Les limites de ce garde-fou sont évidentes : il faudra saisir le tribunal administratif d’un recours, et le juge saisi ne pourra évaluer l’utilisation des dispositifs de surveillance qu’a posteriori, c’est-à-dire une fois que les utilisations abusives et non nécessaires auront été autorisées par le préfet et que les atteintes à la vie privée auront été commises.

À l’inverse, nous demandions au Conseil de réaliser ce contrôle en amont et une fois pour toute : reconnaître que, de façon systématique, la nécessité des drones n’est pas démontrée et que le gouvernement ne peut qu’échouer à informer le public de leur présence. Nos demandes ont été rejetées. En renvoyant au juge le contrôle de la légalité de ces dispositifs de surveillance, le Conseil constitutionnel se défausse de son rôle de gardien des libertés et refuse de confronter les dangers propres à ces technologies, qui auraient dû le conduire à les interdire durablement.

La suite de la lutte

Depuis 2020, nous avons tenté de faire interdire les drones de façon générale : ils posent des problèmes de principe impossibles à corriger au cas par cas. Après quatre tentatives, cette stratégie avait fonctionné et les drones avaient été interdits partout en France (nous récapitulions ici les étapes de cette lutte).
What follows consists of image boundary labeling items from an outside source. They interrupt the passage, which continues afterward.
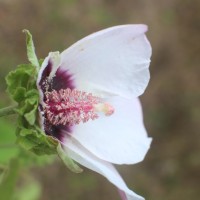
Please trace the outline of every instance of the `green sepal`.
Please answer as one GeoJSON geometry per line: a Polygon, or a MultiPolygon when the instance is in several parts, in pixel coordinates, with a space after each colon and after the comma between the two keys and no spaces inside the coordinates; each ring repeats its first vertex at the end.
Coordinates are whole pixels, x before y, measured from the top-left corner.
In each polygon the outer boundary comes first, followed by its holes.
{"type": "Polygon", "coordinates": [[[57,145],[57,153],[60,159],[64,162],[69,170],[75,173],[81,173],[83,169],[81,169],[68,155],[67,152],[64,151],[61,144],[57,145]]]}
{"type": "Polygon", "coordinates": [[[37,71],[39,71],[40,65],[35,53],[35,46],[33,43],[33,37],[29,30],[24,29],[23,32],[26,34],[26,47],[27,47],[27,57],[31,64],[33,64],[37,71]]]}
{"type": "Polygon", "coordinates": [[[23,64],[6,76],[7,91],[16,102],[21,102],[29,89],[36,88],[36,80],[32,77],[35,74],[33,65],[23,64]]]}
{"type": "Polygon", "coordinates": [[[12,200],[14,196],[15,185],[19,174],[19,161],[12,159],[9,168],[4,172],[2,181],[0,183],[0,197],[1,199],[12,200]]]}

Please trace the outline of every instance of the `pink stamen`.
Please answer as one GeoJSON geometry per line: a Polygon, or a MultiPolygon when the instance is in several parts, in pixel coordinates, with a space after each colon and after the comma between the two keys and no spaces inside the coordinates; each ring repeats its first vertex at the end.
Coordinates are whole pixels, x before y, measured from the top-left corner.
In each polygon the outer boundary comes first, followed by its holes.
{"type": "Polygon", "coordinates": [[[98,97],[86,92],[61,89],[46,93],[44,113],[54,125],[74,125],[97,119],[94,106],[101,103],[98,97]]]}

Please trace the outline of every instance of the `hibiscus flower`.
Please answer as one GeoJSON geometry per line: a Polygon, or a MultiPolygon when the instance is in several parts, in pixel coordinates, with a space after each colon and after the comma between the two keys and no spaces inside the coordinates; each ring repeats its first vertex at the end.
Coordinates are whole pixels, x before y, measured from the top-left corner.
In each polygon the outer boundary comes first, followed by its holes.
{"type": "Polygon", "coordinates": [[[51,52],[39,71],[40,122],[66,154],[105,176],[122,199],[141,200],[113,164],[142,161],[149,149],[138,96],[149,82],[147,26],[121,25],[51,52]]]}

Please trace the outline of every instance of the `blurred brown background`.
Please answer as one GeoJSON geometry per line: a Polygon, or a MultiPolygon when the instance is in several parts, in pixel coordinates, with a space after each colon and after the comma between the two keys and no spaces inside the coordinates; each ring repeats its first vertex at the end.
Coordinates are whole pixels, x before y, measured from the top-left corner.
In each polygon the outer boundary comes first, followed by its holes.
{"type": "MultiPolygon", "coordinates": [[[[9,102],[4,77],[27,62],[22,29],[31,31],[44,58],[92,32],[128,23],[149,26],[151,81],[141,100],[154,140],[144,162],[120,166],[120,173],[147,200],[199,199],[198,0],[0,0],[0,105],[9,102]]],[[[40,200],[119,199],[114,186],[87,169],[73,174],[57,161],[30,172],[42,185],[40,200]]]]}

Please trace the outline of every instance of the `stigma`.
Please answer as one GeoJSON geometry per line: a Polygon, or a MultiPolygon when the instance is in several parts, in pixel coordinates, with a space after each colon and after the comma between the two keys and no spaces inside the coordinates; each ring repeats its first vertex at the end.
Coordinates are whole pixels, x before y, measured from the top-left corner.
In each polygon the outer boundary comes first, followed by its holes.
{"type": "Polygon", "coordinates": [[[72,126],[95,120],[98,113],[110,116],[114,108],[102,99],[76,89],[53,90],[45,93],[44,117],[53,125],[72,126]]]}

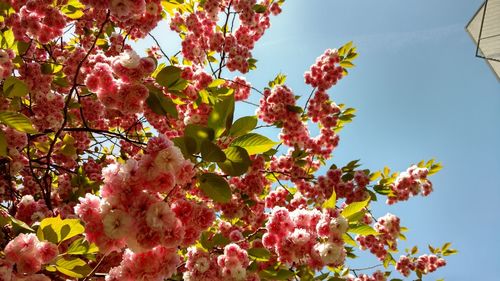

Aujourd’hui, c’est cette lutte nationale qui a été perdue. Il faudra donc revenir au niveau local pour documenter et contester devant les tribunaux la nécessité et l’information de chaque drone. Inutile de se le cacher, cette lutte demandera une énergie considérable et une attention constante. La seule action de La Quadrature ne sera clairement pas suffisante. La multiplication d’initiatives locales apparaît indispensable. Nous y prendrons part à vos côtés, en organisant des espaces de coopération où échanger nos informations, nos argumentaires et nos stratégies. Plus que jamais, contre les drones policiers et leur monde, rejoignez la lutte contre la Technopolice.